My dad has owned a Homelite Super 2 16" saw for about 25 years. Between the two of us, we've cut numerous cords of wood (especially when my dad got those two timber permits for National Forest land in the early-mid 90s). It has always been a reliable and strong little saw, handily cutting anything up to the limits of the 16" bar (I've cut downed trees up to 20+ inches by making two cuts, one from each side). There have been times where the saw didn't stop running except to add fuel and oil from the morning till last light. We've cleared storm damaged trees and cut firewood for an entire winter. Needless to say, we've run it to the limits of its supposed duty cycle and then some.
Anyway, last time I was down to visit my folks, he commented how it would start, but only run for a few seconds, then not run for a bit. He said he changed the sparkplug, but it didn't improved. I figured it had a kink in the line or something preventing fuel delivery (ran strong when it did run, so not spark-related). I brought it home with me and tore it down.
The first thing I noticed was the air filter was gummed up and appeared to be dissolving. Into the trash with that! The fuel line was in good shape, so I left it alone, but some reading indicated the duckbill valve on the tank could cause the same symptom.
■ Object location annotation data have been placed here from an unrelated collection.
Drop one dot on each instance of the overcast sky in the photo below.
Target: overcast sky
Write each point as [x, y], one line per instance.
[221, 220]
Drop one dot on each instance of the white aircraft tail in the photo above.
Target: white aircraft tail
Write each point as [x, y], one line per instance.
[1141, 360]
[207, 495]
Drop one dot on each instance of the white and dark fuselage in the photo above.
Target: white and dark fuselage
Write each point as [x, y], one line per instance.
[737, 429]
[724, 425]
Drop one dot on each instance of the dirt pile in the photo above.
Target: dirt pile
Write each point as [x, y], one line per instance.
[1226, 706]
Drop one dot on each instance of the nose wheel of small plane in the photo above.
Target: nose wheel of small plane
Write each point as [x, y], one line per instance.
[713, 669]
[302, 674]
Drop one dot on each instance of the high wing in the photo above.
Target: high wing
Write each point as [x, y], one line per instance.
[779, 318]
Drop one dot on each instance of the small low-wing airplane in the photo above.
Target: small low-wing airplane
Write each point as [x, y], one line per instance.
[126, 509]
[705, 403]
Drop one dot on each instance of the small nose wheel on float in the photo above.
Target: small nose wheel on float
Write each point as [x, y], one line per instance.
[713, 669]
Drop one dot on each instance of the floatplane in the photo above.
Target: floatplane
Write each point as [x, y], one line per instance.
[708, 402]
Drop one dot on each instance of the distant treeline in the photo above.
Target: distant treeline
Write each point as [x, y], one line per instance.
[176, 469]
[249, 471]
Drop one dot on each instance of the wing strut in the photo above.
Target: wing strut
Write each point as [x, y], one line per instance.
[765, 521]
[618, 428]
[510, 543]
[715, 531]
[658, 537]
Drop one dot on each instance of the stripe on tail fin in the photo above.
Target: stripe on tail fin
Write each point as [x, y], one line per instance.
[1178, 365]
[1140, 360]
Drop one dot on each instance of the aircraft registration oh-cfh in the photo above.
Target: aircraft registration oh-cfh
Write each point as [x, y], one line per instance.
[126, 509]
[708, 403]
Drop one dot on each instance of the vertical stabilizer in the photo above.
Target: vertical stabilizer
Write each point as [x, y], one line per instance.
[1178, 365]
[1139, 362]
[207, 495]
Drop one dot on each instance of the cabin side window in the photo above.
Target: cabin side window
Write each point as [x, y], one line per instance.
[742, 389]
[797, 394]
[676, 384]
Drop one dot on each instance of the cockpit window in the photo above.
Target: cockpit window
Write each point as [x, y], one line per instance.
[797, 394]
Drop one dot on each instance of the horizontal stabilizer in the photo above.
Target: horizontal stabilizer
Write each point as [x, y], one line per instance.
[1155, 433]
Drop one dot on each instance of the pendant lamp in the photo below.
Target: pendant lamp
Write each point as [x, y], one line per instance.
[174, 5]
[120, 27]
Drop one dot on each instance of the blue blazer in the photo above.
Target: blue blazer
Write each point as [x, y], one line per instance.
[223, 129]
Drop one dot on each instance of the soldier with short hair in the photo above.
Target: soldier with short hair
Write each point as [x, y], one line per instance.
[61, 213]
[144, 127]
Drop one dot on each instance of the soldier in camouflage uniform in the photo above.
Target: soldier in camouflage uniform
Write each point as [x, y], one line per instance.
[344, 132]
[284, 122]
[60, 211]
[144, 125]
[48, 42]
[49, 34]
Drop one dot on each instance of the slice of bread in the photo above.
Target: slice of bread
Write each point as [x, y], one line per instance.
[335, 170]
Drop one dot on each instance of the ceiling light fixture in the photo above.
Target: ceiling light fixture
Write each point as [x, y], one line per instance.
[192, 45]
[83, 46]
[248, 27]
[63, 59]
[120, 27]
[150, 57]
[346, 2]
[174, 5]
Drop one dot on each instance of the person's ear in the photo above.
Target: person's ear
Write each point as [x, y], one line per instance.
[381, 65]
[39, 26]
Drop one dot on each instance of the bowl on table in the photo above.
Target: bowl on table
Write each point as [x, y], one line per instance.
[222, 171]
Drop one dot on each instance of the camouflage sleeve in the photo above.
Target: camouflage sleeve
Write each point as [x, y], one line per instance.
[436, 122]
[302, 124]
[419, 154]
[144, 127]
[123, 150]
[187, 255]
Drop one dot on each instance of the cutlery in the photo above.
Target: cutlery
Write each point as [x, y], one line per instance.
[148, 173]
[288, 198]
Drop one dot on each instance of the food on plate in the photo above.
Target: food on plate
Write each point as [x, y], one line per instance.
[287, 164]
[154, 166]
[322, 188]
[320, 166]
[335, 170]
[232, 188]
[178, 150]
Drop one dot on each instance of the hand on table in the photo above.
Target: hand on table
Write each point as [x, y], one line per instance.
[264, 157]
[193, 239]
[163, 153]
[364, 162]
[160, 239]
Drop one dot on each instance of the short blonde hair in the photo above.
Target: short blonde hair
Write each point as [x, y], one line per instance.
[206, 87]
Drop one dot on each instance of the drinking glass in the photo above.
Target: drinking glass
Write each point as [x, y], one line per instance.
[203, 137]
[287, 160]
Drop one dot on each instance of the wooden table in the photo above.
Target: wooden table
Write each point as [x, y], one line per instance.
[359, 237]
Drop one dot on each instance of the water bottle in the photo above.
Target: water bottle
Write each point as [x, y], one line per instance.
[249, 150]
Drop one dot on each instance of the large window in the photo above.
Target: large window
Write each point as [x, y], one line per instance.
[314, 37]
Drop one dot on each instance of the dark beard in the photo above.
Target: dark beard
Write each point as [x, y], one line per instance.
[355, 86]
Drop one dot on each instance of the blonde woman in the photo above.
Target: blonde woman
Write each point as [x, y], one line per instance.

That was fine, so I left it alone. I decided to change the fuel filter not knowing if that had ever been done. I figure if it's clogged, it would allow fuel to soak through, powering the saw for a few seconds at a time. I changed that out.
I can't find a new filter locally, so I got a block-shaped filter from a nearby hardware store and cut it to fit. It's thicker, but that should help it stay in place since there's no clip to hold it.
First test run, it runs, but stumbles coming off idle and doesn't idle long without stalling. Still, it runs now and restarts when it does stall.
But...
It leaks bar oil like a sieve. The hoses that attached to the oiler pump (automatic oiling) are softening and gooey and apparently leaking oil at the nipples (hate when that happens). Rather than trying to find new hose, I just trimmed the gooey part off and pulled a bit more hose out of the tank (no tank fittings, just an interference fit). That seemed to work, no more leaks.
Back together, time to tune the carb...
After a few minutes fiddling with the idle screw, H&L adjustments, and so on, it now fires right up, idles strong and smooth, and runs up through the revs without any hiccups. To test, I cut up an old 3" cedar limb I had leaning against the fence. It did a fine job making 1" slices and copious amounts of wood chips. The final test was to see how it starts cold.
I left it in my basement all night to cool off (where it would certainly get nice and cool). At 11am, I took it outside, set the choke to "full", and pulled the cord. It coughed once. I set the choke to the mid setting and it fired right up on the 2nd pull. I revved it a few times, nice and smooth. After letting it idle for 20-30 seconds, I opened the choke completely. It continued to idle fine and revved smoothly all the way up to max. It runs like a brand new saw.
Stupid Homelite trash won't even last a season.